It’s interesting to me why everyone in the fashion industry has this distinct reputation of being self-indulgent. Even people in other design disciplines don’t have the necessity to prove their worth to society like those in the fashion industry.
That said, just enjoy what you do. Bottom line, there is no point in giving excuses, intelligent and valid as they may be, because your friends will love you regardless and your enemies won’t believe you either way. People who put judgments on you based solely on your line of work are not worth knowing anyway.
I was having a conversation with a friend this morning and while I was rambling incoherently about my past jobs, I realized something rather depressing.
1. When I was a senior in high school, I worked as an intern for the costume department in the city operahouse. The head costume designer saw a lot of potential in me as a costume designer, loved the way I was able to reveal aspects of a character’s personality in the costume.
2. During college, I interned at a contemporary level clothing company. One day, we were shorthanded in the factory and they asked me to create a marker for some tops. Apparently I impressed them with my ability to save them more fabric than they originally planned for and I ended up spending quite some time making more markers for them.
3. At my first gig out of college, my boss thought I was some computer marvel, because I could operate Adobe Illustrator and Photoshop. At that time, I didn’t think I was that amazing, just better than her.

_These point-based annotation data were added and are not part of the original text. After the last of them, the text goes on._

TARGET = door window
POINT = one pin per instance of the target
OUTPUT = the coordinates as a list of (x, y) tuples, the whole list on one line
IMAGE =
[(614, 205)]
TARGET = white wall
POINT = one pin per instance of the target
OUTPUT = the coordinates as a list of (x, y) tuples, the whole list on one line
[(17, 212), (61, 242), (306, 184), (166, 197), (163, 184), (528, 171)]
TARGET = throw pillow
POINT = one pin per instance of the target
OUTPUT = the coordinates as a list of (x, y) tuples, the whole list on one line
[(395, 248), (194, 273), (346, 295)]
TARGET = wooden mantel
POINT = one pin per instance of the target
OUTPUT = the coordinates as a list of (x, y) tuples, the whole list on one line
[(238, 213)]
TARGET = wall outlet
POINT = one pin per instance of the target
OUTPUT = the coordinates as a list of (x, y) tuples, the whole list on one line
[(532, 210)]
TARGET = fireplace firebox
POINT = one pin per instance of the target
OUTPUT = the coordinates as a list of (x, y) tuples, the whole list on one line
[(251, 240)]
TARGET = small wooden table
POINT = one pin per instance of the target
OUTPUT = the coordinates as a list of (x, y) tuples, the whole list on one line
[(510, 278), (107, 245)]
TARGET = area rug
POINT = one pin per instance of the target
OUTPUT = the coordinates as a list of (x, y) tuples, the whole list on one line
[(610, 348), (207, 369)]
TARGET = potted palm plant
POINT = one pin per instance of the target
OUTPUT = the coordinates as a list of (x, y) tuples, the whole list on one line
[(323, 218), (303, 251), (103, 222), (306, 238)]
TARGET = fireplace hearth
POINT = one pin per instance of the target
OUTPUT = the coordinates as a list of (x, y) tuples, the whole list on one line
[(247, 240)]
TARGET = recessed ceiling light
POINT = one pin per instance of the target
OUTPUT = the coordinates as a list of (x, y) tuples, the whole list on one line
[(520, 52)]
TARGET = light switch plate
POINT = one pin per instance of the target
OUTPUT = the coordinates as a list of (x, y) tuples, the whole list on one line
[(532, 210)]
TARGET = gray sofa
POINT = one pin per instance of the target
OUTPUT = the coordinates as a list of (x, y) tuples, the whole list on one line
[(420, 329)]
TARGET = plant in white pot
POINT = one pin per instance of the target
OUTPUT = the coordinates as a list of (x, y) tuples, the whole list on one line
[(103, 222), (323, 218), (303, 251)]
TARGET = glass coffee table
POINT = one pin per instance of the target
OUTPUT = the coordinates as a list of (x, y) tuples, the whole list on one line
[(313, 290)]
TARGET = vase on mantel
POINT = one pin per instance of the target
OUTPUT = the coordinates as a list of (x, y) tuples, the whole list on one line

4. At my next job, the very first project was to develop a rather complicated print for the new spring collection. My boss was blown away; the print has been knocked off by other companies several times since then. I designed a lot of silhouettes as well, but that damn print is what they still talk about.
5. Now, my current boss thinks I’m a graphic designer. The first project I did for her was to revamp their logo to design our booth the upcoming New York tradeshow, and ever since then, she’s relied on me for a lot of graphic work.